Gold price today: bullion steadies near $5,000 as Iran tensions and US PCE inflation loom

February 19, 2026
Gold price today: bullion steadies near $5,000 as Iran tensions and US PCE inflation loom

NEW YORK, Feb 19, 2026, 16:15 (EST) — After-hours

  • Spot gold was flat at $4,979.18 an ounce; April U.S. futures settled down 0.2% at $4,997.40
  • Traders are weighing U.S.-Iran headlines against Friday’s U.S. inflation data and the Fed rate path
  • Silver edged up; platinum and palladium fell

Gold prices steadied on Thursday, holding just under the $5,000 mark after another choppy session. Spot gold was unchanged at $4,979.18 per ounce, while U.S. gold futures for April delivery settled 0.2% lower at $4,997.40. (Reuters)

The metal has struggled to pick a direction as traders juggle two forces that tend to tug it in opposite ways: safe-haven demand from geopolitical risk and the pull of U.S. rates. Gold often benefits when investors rush to safety, but it can lose ground when interest rates rise.

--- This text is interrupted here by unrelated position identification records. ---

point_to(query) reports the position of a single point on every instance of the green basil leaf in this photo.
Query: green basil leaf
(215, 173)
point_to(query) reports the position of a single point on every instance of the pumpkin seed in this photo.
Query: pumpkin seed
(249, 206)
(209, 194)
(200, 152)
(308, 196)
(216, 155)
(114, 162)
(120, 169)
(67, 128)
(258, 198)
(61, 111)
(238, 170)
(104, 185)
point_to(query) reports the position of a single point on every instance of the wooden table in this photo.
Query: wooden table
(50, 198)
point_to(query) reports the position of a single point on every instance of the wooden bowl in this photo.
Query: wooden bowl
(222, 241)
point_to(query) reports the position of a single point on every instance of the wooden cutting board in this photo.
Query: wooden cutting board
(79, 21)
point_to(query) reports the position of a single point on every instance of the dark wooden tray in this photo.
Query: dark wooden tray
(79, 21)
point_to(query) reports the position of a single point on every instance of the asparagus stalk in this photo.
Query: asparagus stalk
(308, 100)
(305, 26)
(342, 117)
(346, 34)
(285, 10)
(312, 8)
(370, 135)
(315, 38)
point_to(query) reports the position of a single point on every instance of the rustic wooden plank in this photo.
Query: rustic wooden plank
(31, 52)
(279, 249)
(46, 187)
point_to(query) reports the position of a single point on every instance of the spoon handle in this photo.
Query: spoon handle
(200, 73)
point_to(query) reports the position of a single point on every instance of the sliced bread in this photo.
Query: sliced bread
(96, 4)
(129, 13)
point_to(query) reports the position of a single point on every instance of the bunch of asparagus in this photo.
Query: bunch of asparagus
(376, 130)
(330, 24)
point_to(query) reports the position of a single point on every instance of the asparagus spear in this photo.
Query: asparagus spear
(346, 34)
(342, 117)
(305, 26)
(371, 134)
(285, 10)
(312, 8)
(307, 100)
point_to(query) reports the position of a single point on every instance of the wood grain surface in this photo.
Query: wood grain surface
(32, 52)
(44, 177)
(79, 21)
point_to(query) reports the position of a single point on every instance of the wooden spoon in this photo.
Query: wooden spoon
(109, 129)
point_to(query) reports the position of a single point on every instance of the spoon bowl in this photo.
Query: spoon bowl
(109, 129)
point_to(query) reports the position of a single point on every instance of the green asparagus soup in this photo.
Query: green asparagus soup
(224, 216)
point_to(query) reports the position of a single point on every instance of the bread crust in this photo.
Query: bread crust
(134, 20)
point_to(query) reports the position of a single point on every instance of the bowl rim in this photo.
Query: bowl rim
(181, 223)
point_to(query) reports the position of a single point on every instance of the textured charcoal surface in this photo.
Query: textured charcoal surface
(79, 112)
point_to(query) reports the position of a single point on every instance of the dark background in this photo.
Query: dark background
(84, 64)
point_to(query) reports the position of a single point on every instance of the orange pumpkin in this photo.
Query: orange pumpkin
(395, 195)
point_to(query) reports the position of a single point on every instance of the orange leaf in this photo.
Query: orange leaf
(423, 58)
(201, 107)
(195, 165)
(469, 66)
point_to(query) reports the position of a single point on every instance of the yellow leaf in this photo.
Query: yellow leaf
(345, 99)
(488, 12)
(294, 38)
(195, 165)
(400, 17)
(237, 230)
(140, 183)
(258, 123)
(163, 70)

Friday is the next big checkpoint. The U.S. government is due to publish the Personal Income and Outlays report for December, which includes the Personal Consumption Expenditures (PCE) price indexes — the Federal Reserve’s preferred inflation gauges — at 8:30 a.m. EST. (Bureau of Economic Analysis)

“ We’re being whipsawed and moving sideways with volatility,” Daniel Pavilonis, senior market strategist at RJO Futures, said. He added that tensions with Iran were supporting bullion, but warned the market could still see “one more leg down” for reasons beyond geopolitics.

Geopolitical risk stayed on the radar after President Donald Trump warned Iran it must reach a deal over its nuclear program within 10 to 15 days or face “really bad things,” in remarks that revived fears of a wider regional flare-up. (Reuters)

U.S. data also landed in the mix. Weekly jobless claims fell to 206,000 in the week ended Feb. 14, well below economists’ expectations for 225,000, suggesting the labour market is still holding together. (Reuters)

Minutes from the Fed’s late-January meeting, released on Wednesday, showed officials split on what comes next, with some open to hikes if inflation stays sticky and others leaning toward cuts if price pressure cools. For gold, the direction of rates matters because the metal does not pay interest.

Investors will use Friday’s PCE numbers to test current rate-cut bets. Economists surveyed by Dow Jones Newswires and The Wall Street Journal expect headline PCE inflation of 2.8% year-on-year through December and core PCE at 3.0%, Investopedia reported; the same report noted markets still see the first cut in June via CME’s FedWatch tool. Deutsche Bank economists led by Justin Weidner said policymakers need “more clarity on inflation trends” before cutting again. (Investopedia)

The immediate risk is straightforward: a hotter-than-expected PCE print could push yields and the dollar higher, tightening financial conditions in ways that tend to weigh on bullion. A softer reading could do the opposite, giving gold room to push higher even without fresh geopolitical shocks.

Elsewhere in metals, spot silver rose 0.6% to $77.66 an ounce after a sharp jump on Wednesday. Platinum fell 0.8% to $2,054.08, while palladium slid 2.6% to $1,671.34.

But the tape around $5,000 looks fragile. If inflation re-accelerates or the Fed leans back toward the idea of higher-for-longer rates, gold could give back gains quickly; if U.S.-Iran tensions ease, the safe-haven bid can evaporate just as fast.

Traders now turn to Friday’s PCE report and any new headlines on U.S.-Iran diplomacy as the next catalysts for gold’s direction.